The most important legal issue you will need to deal with if you are an EU citizen spending more than three months in Spain is that you will need to register as a permanent resident in the country with the Central Register for Foreign Nationals (Registro Central de Extranjeros).

You can register this at either your local police station, or the Foreigner’s Office (Oficina de Extranjero). If you do live most of the year in Spain, you will be violating the law if you do not obtain a resident’s card. A tourist from the EU can only stay a maximum of 180 days and there is a €300 fine if you overstay.

Permanent residency versus residency for tax purposes

Becoming a permanent resident is not the same Residency for tax purposes – the latter depends on how long you spend in Spain each year. Spending more than 183 days per annum in Spain will make you a Spanish resident for tax purposes and you will have to pay Spanish Income Tax on any worldwide income.

The most important legal issue you will need to deal with is registering as a permanent resident in Spain.

There are several tax advantages of becoming a permanent resident in Spain. For example, permanent residents over the age of 65 years, who have owned their home for more than three years, are not subject to Spanish Capital Gains Tax. If you are under 65, the maximum tax you will be charged will be 20% (although this may change!); for a non-resident this will be 35% (this may also change!).

As a resident, you will not have 5% of the total purchase price withheld and kept by the Spanish Tax Authorities as a guarantee against any tax liabilities you may have when you sell your property. There are also other advantages to be taken into consideration relating to Inheritance Tax, Wealth Tax and Non-Resident Property Owner’s Tax.

Further residency

If you will be living in Spain for more than six months, you must register in the Town Hall (ayuntamiento) in the locality of your property. You might consider this your first step to becoming integrated into Spanish life.

Living - Legal

The town halls of Spain (Ayuntamientos) have much more power than their UK counterpart.

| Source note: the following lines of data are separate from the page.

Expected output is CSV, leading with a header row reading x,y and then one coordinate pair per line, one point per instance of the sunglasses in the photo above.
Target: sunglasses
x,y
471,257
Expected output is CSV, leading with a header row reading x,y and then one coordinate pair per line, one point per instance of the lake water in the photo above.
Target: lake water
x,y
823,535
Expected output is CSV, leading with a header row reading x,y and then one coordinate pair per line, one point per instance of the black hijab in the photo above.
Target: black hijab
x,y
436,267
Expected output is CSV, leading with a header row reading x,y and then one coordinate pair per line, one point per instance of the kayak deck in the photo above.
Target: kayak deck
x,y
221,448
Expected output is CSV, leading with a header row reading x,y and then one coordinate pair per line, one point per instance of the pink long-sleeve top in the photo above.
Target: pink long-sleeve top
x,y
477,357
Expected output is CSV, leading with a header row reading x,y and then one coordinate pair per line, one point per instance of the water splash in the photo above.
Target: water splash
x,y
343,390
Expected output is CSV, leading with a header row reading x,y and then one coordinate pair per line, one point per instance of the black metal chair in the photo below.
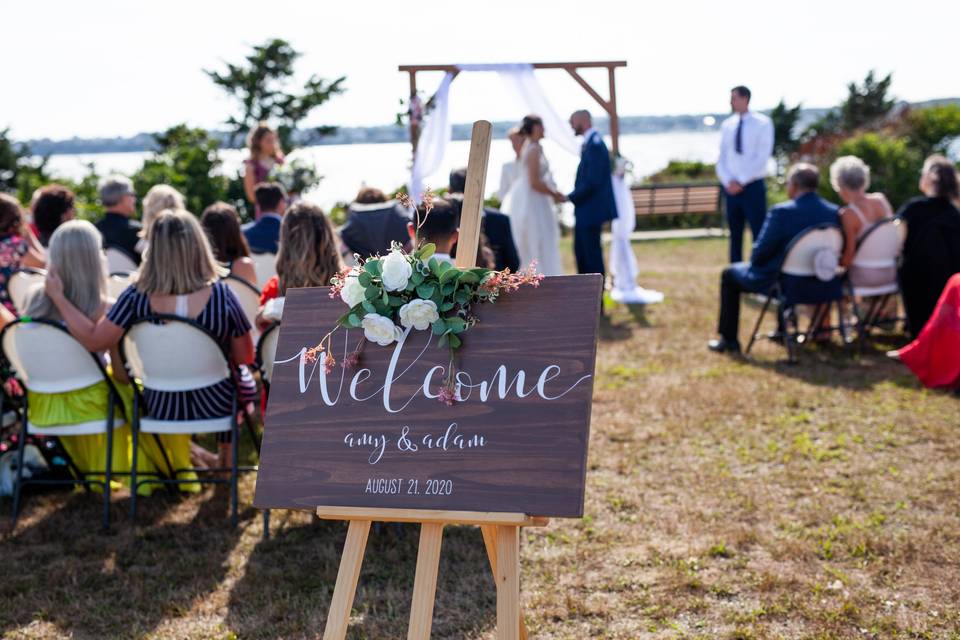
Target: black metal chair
x,y
47,359
808,276
170,353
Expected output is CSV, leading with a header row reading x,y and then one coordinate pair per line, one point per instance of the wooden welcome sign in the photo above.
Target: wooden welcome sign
x,y
374,442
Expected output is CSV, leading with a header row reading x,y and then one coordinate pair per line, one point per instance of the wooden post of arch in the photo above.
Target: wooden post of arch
x,y
609,104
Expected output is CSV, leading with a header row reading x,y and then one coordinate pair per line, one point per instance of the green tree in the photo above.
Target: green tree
x,y
261,86
187,160
785,138
934,129
864,106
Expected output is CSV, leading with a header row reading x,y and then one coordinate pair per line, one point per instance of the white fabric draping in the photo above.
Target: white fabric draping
x,y
434,137
520,80
623,264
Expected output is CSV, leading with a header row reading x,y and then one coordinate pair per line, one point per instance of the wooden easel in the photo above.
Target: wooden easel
x,y
501,531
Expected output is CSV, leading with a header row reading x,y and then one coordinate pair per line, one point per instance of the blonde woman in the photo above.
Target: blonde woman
x,y
75,252
308,256
159,198
179,275
850,178
265,154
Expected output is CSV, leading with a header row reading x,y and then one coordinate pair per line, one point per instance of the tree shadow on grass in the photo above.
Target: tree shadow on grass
x,y
289,582
121,584
833,365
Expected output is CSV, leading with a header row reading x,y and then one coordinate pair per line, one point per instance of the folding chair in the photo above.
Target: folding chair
x,y
118,282
171,353
21,283
249,298
808,276
265,266
47,359
118,260
878,248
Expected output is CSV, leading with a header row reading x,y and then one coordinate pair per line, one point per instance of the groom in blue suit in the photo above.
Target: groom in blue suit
x,y
592,195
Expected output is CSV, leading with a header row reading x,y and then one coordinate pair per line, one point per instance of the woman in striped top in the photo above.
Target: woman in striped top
x,y
179,276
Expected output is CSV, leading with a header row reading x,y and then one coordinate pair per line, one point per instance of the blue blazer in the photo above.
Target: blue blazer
x,y
785,222
592,193
263,236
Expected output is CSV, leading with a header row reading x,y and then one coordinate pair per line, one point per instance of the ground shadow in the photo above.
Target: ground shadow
x,y
128,580
289,581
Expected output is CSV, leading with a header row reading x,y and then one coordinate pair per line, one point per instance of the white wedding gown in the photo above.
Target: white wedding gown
x,y
533,217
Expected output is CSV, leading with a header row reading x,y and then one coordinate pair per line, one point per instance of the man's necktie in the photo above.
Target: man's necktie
x,y
738,145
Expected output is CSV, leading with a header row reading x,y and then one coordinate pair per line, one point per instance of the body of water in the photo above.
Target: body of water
x,y
348,167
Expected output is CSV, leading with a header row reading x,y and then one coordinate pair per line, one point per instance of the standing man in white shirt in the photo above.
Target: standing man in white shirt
x,y
746,144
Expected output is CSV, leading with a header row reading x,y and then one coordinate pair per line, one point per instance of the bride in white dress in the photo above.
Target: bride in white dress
x,y
532,211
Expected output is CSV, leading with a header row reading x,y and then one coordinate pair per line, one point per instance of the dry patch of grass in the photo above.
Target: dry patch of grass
x,y
725,499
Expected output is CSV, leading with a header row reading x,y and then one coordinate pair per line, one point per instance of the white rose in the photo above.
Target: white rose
x,y
395,271
419,314
380,329
352,292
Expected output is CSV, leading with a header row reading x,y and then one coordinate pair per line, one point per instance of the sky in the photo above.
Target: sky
x,y
103,68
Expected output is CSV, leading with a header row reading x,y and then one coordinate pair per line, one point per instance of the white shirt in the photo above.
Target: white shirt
x,y
757,144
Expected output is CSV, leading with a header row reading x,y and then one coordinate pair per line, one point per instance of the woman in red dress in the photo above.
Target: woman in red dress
x,y
935,354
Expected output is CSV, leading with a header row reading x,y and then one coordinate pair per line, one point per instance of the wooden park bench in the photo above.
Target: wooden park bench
x,y
697,198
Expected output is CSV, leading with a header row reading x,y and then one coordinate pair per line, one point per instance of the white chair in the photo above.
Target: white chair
x,y
47,359
118,282
168,353
119,261
249,298
21,283
878,248
265,266
814,253
267,352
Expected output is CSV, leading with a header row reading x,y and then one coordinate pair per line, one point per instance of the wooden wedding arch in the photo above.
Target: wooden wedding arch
x,y
609,105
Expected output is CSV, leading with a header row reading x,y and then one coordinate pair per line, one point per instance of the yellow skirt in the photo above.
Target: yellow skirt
x,y
88,452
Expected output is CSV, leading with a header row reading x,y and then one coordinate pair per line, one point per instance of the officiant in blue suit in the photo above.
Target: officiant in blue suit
x,y
592,195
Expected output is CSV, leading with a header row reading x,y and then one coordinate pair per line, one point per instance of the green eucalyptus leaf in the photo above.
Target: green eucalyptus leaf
x,y
426,251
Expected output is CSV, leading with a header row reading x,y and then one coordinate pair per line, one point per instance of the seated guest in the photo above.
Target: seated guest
x,y
934,356
118,228
850,178
222,224
52,206
441,227
75,256
179,276
931,251
308,256
373,223
784,222
159,198
263,234
494,226
15,246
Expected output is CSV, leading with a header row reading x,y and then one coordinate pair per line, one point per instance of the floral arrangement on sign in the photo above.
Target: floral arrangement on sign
x,y
416,291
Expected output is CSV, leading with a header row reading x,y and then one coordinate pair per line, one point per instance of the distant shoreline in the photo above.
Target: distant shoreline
x,y
393,133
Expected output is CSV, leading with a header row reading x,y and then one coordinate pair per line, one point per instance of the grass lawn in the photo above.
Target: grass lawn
x,y
725,499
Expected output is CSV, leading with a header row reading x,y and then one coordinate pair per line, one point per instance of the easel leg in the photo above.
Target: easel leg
x,y
425,583
490,542
339,616
508,582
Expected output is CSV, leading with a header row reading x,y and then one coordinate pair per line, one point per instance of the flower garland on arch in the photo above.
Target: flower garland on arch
x,y
416,291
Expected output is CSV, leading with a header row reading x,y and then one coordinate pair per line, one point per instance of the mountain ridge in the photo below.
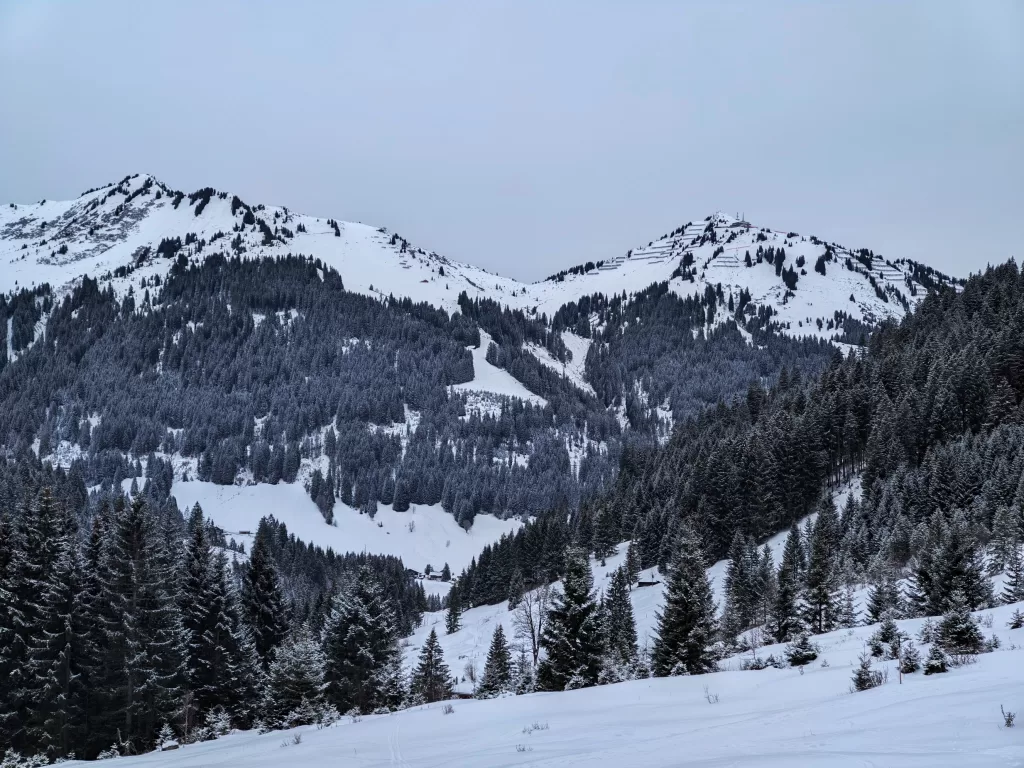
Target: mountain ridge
x,y
131,223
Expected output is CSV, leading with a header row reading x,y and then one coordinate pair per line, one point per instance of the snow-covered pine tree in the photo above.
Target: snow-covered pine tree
x,y
571,637
632,563
686,626
821,586
957,632
60,653
784,621
1013,592
516,587
958,567
142,653
295,681
360,646
262,601
909,659
497,676
431,679
884,598
453,616
1006,539
620,630
937,662
14,658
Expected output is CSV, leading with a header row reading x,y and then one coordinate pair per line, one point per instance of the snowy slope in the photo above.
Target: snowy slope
x,y
110,227
766,719
424,536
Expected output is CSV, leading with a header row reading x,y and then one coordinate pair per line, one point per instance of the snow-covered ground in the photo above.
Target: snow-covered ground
x,y
103,229
492,380
767,719
424,535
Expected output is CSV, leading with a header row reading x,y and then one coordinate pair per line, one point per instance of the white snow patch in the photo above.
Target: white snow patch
x,y
434,540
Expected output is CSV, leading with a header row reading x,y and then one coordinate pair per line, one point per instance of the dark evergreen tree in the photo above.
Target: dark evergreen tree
x,y
571,637
686,626
497,676
361,649
262,602
295,682
821,587
431,679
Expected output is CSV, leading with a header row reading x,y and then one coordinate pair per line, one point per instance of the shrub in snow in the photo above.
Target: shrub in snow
x,y
957,632
13,760
864,677
937,662
909,659
218,721
927,633
801,651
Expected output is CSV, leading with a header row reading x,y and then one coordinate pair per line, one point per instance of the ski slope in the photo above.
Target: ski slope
x,y
423,536
765,719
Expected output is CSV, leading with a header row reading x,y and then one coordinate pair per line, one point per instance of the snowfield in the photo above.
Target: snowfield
x,y
424,535
766,719
111,227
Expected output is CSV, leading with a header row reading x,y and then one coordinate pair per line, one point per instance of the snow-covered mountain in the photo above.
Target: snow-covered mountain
x,y
125,223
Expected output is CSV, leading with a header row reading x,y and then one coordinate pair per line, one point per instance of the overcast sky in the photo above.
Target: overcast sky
x,y
525,136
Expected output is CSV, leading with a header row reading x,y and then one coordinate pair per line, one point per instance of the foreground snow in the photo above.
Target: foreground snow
x,y
767,719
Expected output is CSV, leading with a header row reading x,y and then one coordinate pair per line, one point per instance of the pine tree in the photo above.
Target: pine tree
x,y
143,639
620,630
361,648
863,676
909,659
1013,592
571,637
958,567
14,655
632,563
884,598
937,662
431,679
59,654
1006,539
295,681
821,589
784,621
686,626
801,651
453,617
262,601
498,669
516,588
958,633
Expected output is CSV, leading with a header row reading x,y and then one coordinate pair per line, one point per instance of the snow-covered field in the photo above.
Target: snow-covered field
x,y
766,719
424,535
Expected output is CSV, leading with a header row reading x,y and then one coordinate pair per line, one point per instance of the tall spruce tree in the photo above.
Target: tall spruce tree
x,y
497,676
361,648
784,622
262,601
142,654
571,637
821,598
686,626
295,682
620,629
431,678
60,654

The Ayuntamientos have much more powers than town halls in the UK, and the Mayor of each town or village personally carries a lot of responsibility. The town halls require the inhabitants to register as they receive funds from local and central government for each citizen on their Municipal Register of Inhabitants (Padrón Municipal) which helps them to provide local services such as policing, maintenance, health centres and so on.

Once registered, you are an official member of the community and this confirms your presence in the country, which can be very useful. You will need the certificate of registration (Certificado de Empadronamiento) to buy or sell a car, register your child in school, get married and to vote in council elections. Most importantly, this certificate is required to apply for your NIE card (tax number, without which you cannot buy a property) and for registering your residency.

It can take time to register with each authority, but there are a number of benefits to doing so. We would recommend speaking with a tax lawyer who can fully explain all the consequence of becoming a tax resident in Spain – this is a very complicated and complex business, and we can put you in touch with the right company for you.

The Spanish Police

Another important legal matter you will need to understand in Spain is their police force. Of course you need to make sure you understand what you can and can’t do, and what is acceptable behaviour.

There are in fact three main police forces in Spain, all with different roles, but sometimes with an element of cross-over.

1. Municipal Police (Policía Local)

You will find the Policía Local in every town and they work under the direction of the Town Halls or ayuntamientos. They patrol the streets in white or blue cars, and sometimes on motor scooters. You will recognise them thanks to their blue uniforms. Their job is to deal with the lesser crimes of parking infringements, and civil disturbances as well as local laws and traffic control. They are to be seen driving around towns late at night as they also protect property. Generally they are on good terms with their local community but it is always wise to recognise their authority, and to be polite when coming across them.

2. National Police (Policía Nacional)

Usually found in larger towns and cities, the Policía Nacional deal with the major crimes like robbery and murder. They have their own police stations, which often house the foreigners (extranjeros) department, where you would go to obtain your residency card.

3. Civil Guard (Guardia Civil)

The Guardia Civil are easily recognised in their green uniforms. They travel the roads of Spain in pairs, and deal with accidents and traffic offences but also work as frontier guads, and in immigration.

The Guardia Civil travel the roads of Spain, dealing with accidents and traffic offences.

Some of the Autonomous regions of Spain, including Catalonia and the Basque region have their own police force. These include:

Catalonia – the Mossos d’Esquadra
Catalonia has its own police force, the Mossos d’Esquadra. They act much like the Guardia Civil, and combine forces with them when required.

Basque region – the Ertzaintza
This police force is similar to the Guardia Civil and the Mossos d’Esquadra though will work with both the other two.